On Good Practices for Task-Specific Distillation of Large Pretrained Visual Models

Published in Transactions on Machine Learning Research (TMLR), 2024

Juliette Marrie, Michael Arbel, Julien Mairal, Diane Larlus

Large pretrained visual models exhibit remarkable generalization across diverse recognition tasks. Yet, real-world applications often demand compact models tailored to specific problems. Variants of knowledge distillation have been devised for such a purpose, enabling task-specific compact models (the students) to learn from a generic large pretrained one (the teacher). In this paper, we show that the excellent robustness and versatility of recent pretrained models challenge common practices established in the literature, calling for a new set of optimal guidelines for task-specific distillation. To address the lack of samples in downstream tasks, we also show that a variant of Mixup based on stable diffusion complements standard data augmentation. This strategy eliminates the need for engineered text prompts and improves distillation of generic models into streamlined specialized networks.

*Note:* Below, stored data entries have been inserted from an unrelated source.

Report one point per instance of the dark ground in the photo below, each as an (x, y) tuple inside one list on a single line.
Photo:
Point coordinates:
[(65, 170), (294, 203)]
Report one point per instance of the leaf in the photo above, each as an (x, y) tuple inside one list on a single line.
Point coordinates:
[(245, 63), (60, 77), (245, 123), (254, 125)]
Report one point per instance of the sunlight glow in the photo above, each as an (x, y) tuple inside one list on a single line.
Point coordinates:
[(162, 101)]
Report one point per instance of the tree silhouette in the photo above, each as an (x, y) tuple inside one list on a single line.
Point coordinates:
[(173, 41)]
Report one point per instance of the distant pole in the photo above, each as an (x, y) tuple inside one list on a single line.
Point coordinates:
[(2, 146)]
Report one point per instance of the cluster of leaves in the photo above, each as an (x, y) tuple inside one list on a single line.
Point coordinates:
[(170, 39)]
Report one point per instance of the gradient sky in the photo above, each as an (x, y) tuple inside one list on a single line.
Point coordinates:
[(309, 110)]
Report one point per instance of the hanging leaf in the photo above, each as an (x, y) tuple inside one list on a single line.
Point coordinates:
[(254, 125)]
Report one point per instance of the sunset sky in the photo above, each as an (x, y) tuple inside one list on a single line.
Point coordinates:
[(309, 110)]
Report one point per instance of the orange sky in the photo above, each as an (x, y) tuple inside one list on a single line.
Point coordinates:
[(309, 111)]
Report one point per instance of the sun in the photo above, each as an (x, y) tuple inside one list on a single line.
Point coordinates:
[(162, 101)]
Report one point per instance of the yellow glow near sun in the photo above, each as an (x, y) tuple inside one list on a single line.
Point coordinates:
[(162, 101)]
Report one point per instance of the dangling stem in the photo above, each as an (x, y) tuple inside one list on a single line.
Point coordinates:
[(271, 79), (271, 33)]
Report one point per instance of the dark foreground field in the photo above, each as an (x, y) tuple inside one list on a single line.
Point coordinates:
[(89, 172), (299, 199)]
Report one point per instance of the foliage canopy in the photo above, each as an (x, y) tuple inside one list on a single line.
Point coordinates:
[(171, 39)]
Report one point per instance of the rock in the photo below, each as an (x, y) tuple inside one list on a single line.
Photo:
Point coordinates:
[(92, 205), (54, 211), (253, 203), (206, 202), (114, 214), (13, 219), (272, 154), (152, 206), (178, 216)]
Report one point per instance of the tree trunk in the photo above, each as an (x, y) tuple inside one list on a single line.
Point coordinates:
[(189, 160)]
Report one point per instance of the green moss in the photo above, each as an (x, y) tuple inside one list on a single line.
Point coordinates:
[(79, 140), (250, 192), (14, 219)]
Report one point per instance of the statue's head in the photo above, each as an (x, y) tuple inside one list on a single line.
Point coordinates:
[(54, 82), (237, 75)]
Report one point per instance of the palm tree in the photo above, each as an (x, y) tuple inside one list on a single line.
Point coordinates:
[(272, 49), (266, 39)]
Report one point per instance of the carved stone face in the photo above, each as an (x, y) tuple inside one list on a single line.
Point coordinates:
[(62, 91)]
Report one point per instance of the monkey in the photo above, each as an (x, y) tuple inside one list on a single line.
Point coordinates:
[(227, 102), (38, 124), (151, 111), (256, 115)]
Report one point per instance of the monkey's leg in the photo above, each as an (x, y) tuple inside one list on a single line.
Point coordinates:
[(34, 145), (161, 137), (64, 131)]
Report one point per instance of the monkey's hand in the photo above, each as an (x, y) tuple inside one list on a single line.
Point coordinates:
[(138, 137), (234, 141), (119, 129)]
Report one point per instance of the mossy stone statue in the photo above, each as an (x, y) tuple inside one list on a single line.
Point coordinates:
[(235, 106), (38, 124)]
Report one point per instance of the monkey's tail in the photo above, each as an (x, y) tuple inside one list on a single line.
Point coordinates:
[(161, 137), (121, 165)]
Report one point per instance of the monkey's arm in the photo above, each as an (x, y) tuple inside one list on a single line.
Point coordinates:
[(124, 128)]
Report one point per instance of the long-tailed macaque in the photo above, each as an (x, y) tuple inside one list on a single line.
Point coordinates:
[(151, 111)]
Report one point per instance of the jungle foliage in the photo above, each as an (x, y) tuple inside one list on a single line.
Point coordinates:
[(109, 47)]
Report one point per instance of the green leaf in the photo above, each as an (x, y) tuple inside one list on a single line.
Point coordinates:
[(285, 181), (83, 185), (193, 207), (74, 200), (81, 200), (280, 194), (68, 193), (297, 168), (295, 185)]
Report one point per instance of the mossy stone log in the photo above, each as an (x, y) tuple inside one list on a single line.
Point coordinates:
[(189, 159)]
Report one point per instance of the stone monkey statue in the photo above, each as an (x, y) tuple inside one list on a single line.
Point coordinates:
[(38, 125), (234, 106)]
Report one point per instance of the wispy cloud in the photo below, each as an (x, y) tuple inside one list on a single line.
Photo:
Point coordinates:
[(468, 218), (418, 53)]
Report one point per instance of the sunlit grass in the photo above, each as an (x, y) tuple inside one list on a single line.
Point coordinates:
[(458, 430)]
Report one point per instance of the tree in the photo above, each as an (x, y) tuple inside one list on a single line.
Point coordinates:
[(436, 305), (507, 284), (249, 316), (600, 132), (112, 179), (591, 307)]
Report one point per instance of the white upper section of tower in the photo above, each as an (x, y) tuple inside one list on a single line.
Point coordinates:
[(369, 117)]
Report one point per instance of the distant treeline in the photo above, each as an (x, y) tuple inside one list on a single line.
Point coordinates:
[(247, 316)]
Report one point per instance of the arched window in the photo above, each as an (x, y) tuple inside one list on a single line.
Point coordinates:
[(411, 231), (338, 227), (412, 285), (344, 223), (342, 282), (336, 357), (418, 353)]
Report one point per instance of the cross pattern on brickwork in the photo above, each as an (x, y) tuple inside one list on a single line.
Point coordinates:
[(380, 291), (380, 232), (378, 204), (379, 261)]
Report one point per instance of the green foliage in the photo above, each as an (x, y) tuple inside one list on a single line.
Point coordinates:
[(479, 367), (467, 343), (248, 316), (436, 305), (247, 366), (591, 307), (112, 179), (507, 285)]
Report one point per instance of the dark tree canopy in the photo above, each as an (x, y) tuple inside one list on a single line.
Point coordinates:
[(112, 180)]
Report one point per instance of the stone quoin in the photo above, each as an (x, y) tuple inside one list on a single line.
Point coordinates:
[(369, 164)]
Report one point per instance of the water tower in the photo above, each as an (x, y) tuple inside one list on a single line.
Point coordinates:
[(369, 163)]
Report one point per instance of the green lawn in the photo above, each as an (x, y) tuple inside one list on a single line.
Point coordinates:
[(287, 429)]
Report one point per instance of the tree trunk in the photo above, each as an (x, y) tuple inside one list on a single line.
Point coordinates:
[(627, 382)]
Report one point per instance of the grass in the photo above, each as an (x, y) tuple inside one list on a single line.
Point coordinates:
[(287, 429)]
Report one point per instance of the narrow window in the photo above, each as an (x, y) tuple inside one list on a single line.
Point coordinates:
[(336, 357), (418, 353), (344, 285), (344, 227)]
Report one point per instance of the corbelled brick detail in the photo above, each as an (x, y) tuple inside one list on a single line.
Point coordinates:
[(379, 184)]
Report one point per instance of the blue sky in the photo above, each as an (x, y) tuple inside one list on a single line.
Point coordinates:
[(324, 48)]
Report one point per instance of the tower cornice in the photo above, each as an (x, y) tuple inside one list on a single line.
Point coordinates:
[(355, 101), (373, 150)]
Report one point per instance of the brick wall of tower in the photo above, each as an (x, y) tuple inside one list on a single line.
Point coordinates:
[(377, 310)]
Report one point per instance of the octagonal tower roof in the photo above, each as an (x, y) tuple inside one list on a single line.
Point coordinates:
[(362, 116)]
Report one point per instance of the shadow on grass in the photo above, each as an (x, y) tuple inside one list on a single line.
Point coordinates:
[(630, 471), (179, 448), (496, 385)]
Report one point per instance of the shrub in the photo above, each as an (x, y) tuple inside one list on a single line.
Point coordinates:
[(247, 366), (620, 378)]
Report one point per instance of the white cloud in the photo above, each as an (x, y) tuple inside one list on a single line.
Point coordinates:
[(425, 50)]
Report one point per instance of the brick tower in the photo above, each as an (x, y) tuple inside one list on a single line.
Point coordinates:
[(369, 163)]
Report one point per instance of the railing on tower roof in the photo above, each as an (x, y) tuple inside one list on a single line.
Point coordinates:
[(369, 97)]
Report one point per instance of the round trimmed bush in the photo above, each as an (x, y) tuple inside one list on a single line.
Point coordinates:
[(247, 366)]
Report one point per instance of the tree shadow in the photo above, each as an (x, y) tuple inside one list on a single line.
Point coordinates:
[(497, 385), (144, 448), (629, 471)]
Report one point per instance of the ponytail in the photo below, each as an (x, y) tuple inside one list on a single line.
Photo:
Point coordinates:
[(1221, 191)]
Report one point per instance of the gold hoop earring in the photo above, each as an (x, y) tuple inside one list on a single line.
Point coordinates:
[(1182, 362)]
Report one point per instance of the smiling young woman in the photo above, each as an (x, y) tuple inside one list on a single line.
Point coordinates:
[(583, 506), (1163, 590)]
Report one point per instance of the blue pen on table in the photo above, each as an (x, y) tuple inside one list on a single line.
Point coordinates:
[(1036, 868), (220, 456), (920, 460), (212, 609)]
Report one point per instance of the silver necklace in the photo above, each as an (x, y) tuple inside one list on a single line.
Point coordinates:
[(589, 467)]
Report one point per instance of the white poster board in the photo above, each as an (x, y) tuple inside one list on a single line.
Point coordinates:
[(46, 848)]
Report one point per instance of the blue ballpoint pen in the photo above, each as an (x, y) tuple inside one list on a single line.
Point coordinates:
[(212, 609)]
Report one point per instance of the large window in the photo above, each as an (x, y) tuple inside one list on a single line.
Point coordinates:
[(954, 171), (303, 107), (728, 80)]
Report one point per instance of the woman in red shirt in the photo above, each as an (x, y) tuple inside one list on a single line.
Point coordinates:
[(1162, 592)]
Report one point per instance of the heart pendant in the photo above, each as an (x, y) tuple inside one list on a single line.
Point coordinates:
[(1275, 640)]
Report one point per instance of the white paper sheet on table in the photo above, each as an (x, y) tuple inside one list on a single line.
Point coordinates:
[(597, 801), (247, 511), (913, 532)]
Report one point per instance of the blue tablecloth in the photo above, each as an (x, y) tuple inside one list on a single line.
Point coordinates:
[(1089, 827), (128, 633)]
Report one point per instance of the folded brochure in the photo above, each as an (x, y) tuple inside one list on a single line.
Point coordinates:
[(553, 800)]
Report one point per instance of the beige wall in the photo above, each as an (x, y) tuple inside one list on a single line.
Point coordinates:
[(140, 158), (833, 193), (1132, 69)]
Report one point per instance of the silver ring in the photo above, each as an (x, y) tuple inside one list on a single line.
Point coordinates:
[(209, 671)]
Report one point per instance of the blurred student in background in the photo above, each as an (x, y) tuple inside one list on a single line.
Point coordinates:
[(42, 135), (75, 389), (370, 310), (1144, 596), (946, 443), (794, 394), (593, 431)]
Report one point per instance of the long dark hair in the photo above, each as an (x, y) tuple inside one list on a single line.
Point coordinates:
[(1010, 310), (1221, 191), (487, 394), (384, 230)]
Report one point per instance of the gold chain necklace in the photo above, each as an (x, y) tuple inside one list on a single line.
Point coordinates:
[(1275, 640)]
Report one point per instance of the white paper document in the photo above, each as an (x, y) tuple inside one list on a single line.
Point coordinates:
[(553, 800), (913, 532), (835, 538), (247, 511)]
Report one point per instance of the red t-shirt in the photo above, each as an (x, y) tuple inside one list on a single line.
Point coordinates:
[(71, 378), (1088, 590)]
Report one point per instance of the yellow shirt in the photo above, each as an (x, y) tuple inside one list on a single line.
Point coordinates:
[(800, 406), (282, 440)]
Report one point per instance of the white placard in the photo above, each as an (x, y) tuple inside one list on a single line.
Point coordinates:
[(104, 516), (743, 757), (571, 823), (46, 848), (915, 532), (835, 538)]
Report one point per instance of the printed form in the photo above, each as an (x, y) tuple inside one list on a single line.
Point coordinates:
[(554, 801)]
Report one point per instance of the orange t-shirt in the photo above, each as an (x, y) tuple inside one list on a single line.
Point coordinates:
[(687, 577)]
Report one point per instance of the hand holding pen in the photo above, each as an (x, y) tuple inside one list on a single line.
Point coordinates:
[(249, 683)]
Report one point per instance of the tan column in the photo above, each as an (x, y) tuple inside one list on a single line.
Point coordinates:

PCA of image features for 30 classes of the CUB Bird dataset. Distilling a large pretrained teacher (top, left) to train a small task-specific student model (top, right) results in a better clustering of the representations compared to simply finetuning the student on the task (bottom, right). Distillation can be improved by using a Mixup-inspired class-agnostic data augmentation based on Stable Diffusion (grey features in teacher plot).